Pope Francis was chosen "for presenting the Church's timeless truths to today's world," the cardinal said.

He noted that Cardinal Jorge Bergoglio of Buenos Aires was largely unknown to the world before his election as Pope, but "since he first appeared on the balcony of Saint Peter's Basilica on that chilly, wet evening of March 13, Pope Francis has captivated the world."

Through his work, the cardinal continued, Pope Francis "preaches the Gospel and shares its messages of the love and mercy of God, our responsibility to care for our sisters and brothers in need, and the ever present invitation of Jesus and His Church to 'come and see.'"

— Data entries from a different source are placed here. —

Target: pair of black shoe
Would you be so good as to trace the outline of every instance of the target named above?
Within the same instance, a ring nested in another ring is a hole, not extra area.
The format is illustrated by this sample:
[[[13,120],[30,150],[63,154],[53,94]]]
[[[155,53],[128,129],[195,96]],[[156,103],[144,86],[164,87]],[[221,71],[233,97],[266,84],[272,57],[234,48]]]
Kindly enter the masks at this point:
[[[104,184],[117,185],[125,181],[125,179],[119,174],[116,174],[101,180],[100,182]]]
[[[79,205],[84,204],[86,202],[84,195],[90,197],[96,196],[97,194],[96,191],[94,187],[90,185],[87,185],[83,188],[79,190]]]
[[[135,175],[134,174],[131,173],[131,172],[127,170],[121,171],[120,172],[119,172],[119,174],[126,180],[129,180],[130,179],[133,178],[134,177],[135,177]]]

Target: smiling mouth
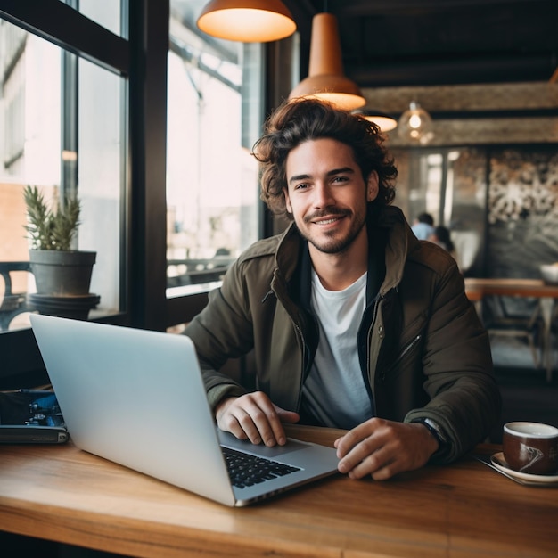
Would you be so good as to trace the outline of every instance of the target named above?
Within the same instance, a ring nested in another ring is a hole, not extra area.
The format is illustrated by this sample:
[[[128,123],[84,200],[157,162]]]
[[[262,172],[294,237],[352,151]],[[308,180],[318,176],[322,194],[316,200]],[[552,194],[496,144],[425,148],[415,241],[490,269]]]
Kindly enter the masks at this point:
[[[332,217],[331,219],[321,219],[319,221],[312,221],[312,223],[314,223],[314,225],[331,225],[332,223],[336,223],[337,221],[341,221],[342,217]]]

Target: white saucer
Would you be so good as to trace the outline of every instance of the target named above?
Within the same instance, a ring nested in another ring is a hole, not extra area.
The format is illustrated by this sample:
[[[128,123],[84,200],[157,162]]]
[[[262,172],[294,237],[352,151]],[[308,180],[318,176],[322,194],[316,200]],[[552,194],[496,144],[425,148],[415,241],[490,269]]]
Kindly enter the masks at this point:
[[[507,464],[505,459],[504,459],[503,452],[498,452],[497,454],[494,454],[493,455],[491,455],[490,461],[496,469],[499,469],[508,475],[516,477],[517,479],[522,479],[523,480],[532,480],[534,482],[558,483],[558,474],[534,475],[529,472],[513,471],[513,469],[511,469],[510,466]]]

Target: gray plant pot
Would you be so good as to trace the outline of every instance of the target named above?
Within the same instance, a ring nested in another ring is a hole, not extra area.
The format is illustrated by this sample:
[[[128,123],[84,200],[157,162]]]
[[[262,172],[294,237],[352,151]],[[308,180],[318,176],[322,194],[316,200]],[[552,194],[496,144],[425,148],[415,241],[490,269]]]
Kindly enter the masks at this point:
[[[89,294],[96,252],[30,250],[37,292],[56,296]]]

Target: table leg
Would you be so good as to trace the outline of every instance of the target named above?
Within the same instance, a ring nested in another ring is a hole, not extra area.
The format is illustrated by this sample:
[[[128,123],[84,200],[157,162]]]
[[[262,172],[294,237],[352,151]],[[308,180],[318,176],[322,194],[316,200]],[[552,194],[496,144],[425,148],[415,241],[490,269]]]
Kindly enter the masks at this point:
[[[541,297],[538,300],[543,317],[543,363],[546,368],[546,382],[550,383],[554,367],[551,326],[554,300],[551,297]]]

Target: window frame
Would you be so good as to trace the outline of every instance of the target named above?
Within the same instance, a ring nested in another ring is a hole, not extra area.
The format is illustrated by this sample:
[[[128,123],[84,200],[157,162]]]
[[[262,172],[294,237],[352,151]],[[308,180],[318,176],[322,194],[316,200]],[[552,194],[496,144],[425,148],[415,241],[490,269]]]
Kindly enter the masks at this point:
[[[123,25],[128,27],[127,40],[59,0],[1,0],[0,16],[127,78],[123,113],[127,115],[129,140],[122,192],[123,240],[119,247],[123,255],[123,310],[102,321],[162,331],[166,324],[168,2],[133,0],[129,4],[129,10],[123,12]],[[2,333],[0,354],[0,389],[48,382],[31,329]]]

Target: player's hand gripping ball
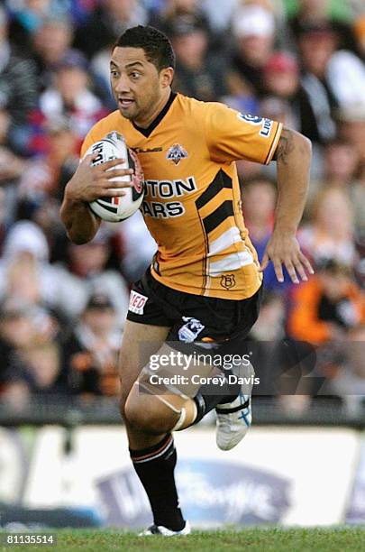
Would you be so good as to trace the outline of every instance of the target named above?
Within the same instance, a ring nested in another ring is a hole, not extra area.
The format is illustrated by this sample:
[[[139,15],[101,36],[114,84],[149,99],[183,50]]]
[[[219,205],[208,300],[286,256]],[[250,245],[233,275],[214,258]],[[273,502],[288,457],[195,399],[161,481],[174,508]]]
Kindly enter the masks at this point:
[[[115,181],[115,189],[118,189],[117,182],[132,182],[132,187],[123,189],[124,196],[98,198],[89,203],[91,210],[107,222],[120,222],[128,218],[139,209],[144,196],[143,173],[137,155],[128,148],[123,136],[116,132],[110,133],[103,140],[93,143],[85,155],[90,153],[98,153],[92,161],[92,166],[114,159],[123,159],[124,161],[120,165],[110,170],[114,169],[133,170],[133,174],[110,179],[112,182]]]

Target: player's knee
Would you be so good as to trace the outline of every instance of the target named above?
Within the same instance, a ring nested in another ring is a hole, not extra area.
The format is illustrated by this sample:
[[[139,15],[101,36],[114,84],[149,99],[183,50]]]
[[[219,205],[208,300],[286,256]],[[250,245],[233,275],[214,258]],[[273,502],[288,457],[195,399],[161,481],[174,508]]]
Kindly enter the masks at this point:
[[[146,401],[149,402],[149,401]],[[124,419],[130,426],[145,433],[161,433],[169,431],[173,421],[159,410],[158,404],[142,404],[141,401],[128,400],[123,407]]]

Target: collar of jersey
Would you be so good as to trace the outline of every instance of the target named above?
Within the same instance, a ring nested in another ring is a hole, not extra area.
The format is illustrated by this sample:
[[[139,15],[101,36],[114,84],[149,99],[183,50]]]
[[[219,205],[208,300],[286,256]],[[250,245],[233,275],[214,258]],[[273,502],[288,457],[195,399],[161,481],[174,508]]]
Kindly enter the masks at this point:
[[[168,102],[166,106],[164,106],[164,108],[161,109],[161,111],[159,113],[157,117],[153,119],[152,123],[147,128],[141,128],[141,126],[138,126],[138,124],[136,124],[134,122],[132,122],[132,124],[134,126],[135,130],[138,130],[139,133],[141,133],[141,134],[143,134],[143,136],[148,138],[151,133],[162,121],[163,117],[168,113],[169,109],[171,106],[172,102],[174,101],[177,96],[178,95],[176,94],[176,92],[171,92],[171,94],[169,95],[169,98],[168,99]]]

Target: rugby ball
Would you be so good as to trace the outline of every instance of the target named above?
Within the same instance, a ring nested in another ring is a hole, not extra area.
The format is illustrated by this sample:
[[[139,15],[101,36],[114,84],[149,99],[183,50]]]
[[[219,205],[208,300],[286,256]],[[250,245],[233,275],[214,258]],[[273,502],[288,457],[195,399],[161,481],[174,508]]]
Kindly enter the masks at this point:
[[[132,175],[111,179],[112,182],[115,182],[115,189],[123,189],[124,196],[98,198],[89,203],[93,213],[107,222],[120,222],[128,218],[139,209],[144,196],[143,174],[137,155],[128,148],[123,137],[116,131],[93,143],[85,155],[90,153],[98,154],[91,162],[94,167],[114,159],[123,159],[125,161],[116,165],[115,169],[133,169]],[[114,170],[114,168],[110,169]],[[118,189],[118,182],[131,181],[133,183],[132,187]]]

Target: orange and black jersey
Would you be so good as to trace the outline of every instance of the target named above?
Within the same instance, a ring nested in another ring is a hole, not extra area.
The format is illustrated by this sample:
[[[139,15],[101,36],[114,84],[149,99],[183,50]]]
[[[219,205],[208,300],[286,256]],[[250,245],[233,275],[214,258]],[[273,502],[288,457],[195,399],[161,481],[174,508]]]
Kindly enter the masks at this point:
[[[144,173],[141,211],[159,247],[153,276],[180,291],[242,299],[257,291],[261,275],[243,222],[234,161],[269,163],[281,126],[171,94],[148,129],[119,111],[99,121],[81,155],[106,133],[123,134]]]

Pope Francis was chosen as Person of the Year from a group of prominent names. Runners-up for the 2013 recognition included Edward Snowden, the source responsible for the leaks of top-secret National Security Agency intelligence and policies; Edith Windsor, whose victory in the Supreme Court led to the overturning of the Defense of Marriage Act; Syrian President Bashar Assad for his role in the country's civil war; and the Tea Party Senator Ted Cruz (R-Texas).

In recent years, winners have included United States President Barack Obama; former Chairman of the Federal Reserve, Ben Bernanke; the "protestor"; and Facebook founder Mark Zuckerberg.

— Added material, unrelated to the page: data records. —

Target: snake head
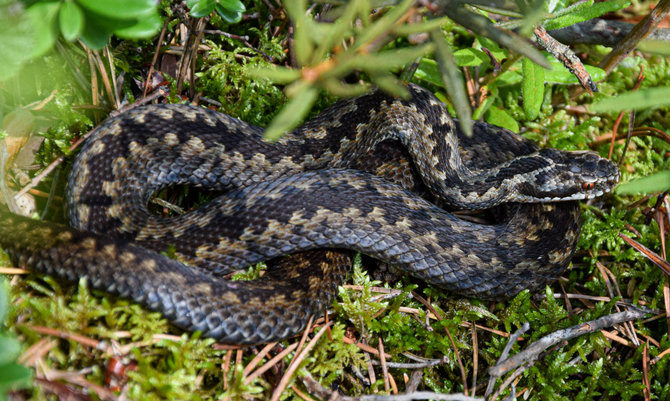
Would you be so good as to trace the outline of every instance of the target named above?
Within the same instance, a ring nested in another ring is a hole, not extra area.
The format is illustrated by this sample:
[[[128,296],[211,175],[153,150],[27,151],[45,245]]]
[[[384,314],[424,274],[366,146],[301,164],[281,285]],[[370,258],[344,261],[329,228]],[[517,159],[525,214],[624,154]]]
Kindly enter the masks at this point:
[[[541,149],[549,164],[520,183],[524,202],[593,199],[610,192],[619,182],[619,168],[593,152]]]

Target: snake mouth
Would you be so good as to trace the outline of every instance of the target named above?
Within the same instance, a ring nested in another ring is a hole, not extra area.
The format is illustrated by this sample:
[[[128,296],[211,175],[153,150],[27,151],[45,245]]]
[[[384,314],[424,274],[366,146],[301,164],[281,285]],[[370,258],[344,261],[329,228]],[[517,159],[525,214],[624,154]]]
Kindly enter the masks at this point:
[[[542,198],[537,198],[536,201],[541,203],[547,203],[547,202],[563,202],[563,201],[595,199],[612,192],[612,190],[616,186],[616,182],[618,182],[618,179],[616,179],[615,177],[611,185],[604,186],[603,188],[600,189],[591,190],[589,192],[575,192],[574,194],[569,196],[552,196],[552,197],[545,196]]]

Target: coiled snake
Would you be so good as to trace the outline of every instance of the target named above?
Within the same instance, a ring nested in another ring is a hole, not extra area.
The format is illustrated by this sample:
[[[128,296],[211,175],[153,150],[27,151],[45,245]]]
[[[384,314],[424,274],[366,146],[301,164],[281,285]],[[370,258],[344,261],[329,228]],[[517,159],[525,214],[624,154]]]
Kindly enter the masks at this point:
[[[87,276],[227,343],[303,329],[342,283],[349,251],[470,297],[555,280],[579,235],[574,200],[608,192],[616,166],[483,123],[467,138],[432,94],[409,90],[408,100],[376,91],[336,103],[277,143],[211,110],[138,107],[108,119],[78,154],[74,228],[0,211],[0,245],[21,266]],[[152,214],[151,196],[174,185],[225,193],[178,217]],[[492,225],[436,206],[503,202],[535,203],[512,204]],[[180,261],[158,253],[169,245]],[[259,261],[270,261],[259,280],[221,278]]]

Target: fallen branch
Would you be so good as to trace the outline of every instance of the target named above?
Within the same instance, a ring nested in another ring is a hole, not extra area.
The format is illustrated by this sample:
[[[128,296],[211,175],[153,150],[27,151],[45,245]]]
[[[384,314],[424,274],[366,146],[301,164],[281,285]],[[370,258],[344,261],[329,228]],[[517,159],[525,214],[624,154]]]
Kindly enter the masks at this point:
[[[561,341],[566,341],[584,334],[593,333],[595,331],[602,330],[605,327],[614,326],[615,324],[641,319],[647,313],[647,311],[640,309],[631,309],[626,312],[613,313],[611,315],[599,317],[598,319],[581,323],[567,329],[557,330],[530,344],[528,347],[526,347],[525,350],[519,352],[518,354],[502,362],[498,362],[495,366],[489,368],[489,375],[492,377],[501,377],[507,372],[516,369],[524,363],[537,360],[544,350],[558,344]]]

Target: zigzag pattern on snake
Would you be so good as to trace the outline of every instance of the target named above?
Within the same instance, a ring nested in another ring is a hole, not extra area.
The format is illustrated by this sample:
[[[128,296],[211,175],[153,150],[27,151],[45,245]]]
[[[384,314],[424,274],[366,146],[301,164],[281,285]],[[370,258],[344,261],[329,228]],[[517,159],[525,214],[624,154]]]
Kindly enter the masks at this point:
[[[302,330],[343,282],[350,251],[470,297],[555,280],[579,235],[575,200],[611,190],[616,166],[484,123],[465,137],[431,93],[409,91],[338,102],[277,143],[208,109],[138,107],[99,126],[78,154],[73,228],[0,210],[0,245],[20,266],[86,276],[227,343]],[[149,212],[151,196],[173,185],[224,194],[178,217]],[[535,203],[510,204],[492,225],[444,209],[505,202]],[[159,253],[169,245],[179,261]],[[259,280],[221,278],[259,261],[269,261]]]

Pope John XXIII and Pope John Paul II have also been named Person of the Year, in 1962 and 1994, respectively. The iconic title has also been given to world figures such as Mahatma Gandhi, Winston Churchill, President Franklin D. Roosevelt and Martin Luther King Jr.

Nancy Gibbs, managing editor of Time Magazine, explained that the publication chose to recognize Pope Francis for his ability to capture public attention and renew interest in the Church.

"Churches report a 'Francis effect' of lapsed Catholics returning to Mass and confession," she said in the Dec. 11 piece, noting that the increased public interest gives the Pope an additional opportunity "to magnify the message of the church and its power to do great good."

Gibbs added that the Pope's frank style of proclaiming Catholic teaching that does not fit neatly into either "liberal" or conservative" ideologies also differentiates him from many other public figures.

"These days it is bracing to hear a leader say anything that annoys anyone," she commented. "Now liberals and conservatives alike face a choice as they listen to a new voice of conscience: Which matters more, that this charismatic leader is saying things they think need to be said or that he is also saying things they'd rather not hear?"

Father Thomas H. Smolich, S.J., head of the U.S. Jesuit order, congratulated the Holy Father – who is the first Jesuit Pope in Church history – on "the singular honor."

"Pope Francis is a man with a deep connection to the poor and marginalized," Fr. Smolich said in a Dec. 11 statement, pointing to the Pontiff's ability "to translate what is in his heart into actions" that touch people around the globe.

"He desires to lead a Church that unifies rather than divides, and he gives both believers and seekers a reason to be proud."

The U.S. Conference of Catholic Bishops, Catholic Relief Services and Catholic Charities USA used social media to congratulate the Holy Father, as did the Archdiocese of Baltimore – the nation's oldest diocese – which utilized Twitter to reference the Pope's words about viewing "the church as a field hospital after battle."

Archbishop Charles J. Chaput of Philadelphia offered his congratulations to Pope Francis "with joy."

"Our Holy Father has a remarkable way of uniting people of all cultures," the archbishop reflected. "He is a man deeply engaged in contemporary issues with an ability to speak to the modern heart."

"Pope Francis is a pastor God sends not just to the Church but to every person of good will who honestly yearns for justice, peace and human dignity in our time," he continued.

"May God grant him courage and joy as he continues to spread the Good News throughout the world."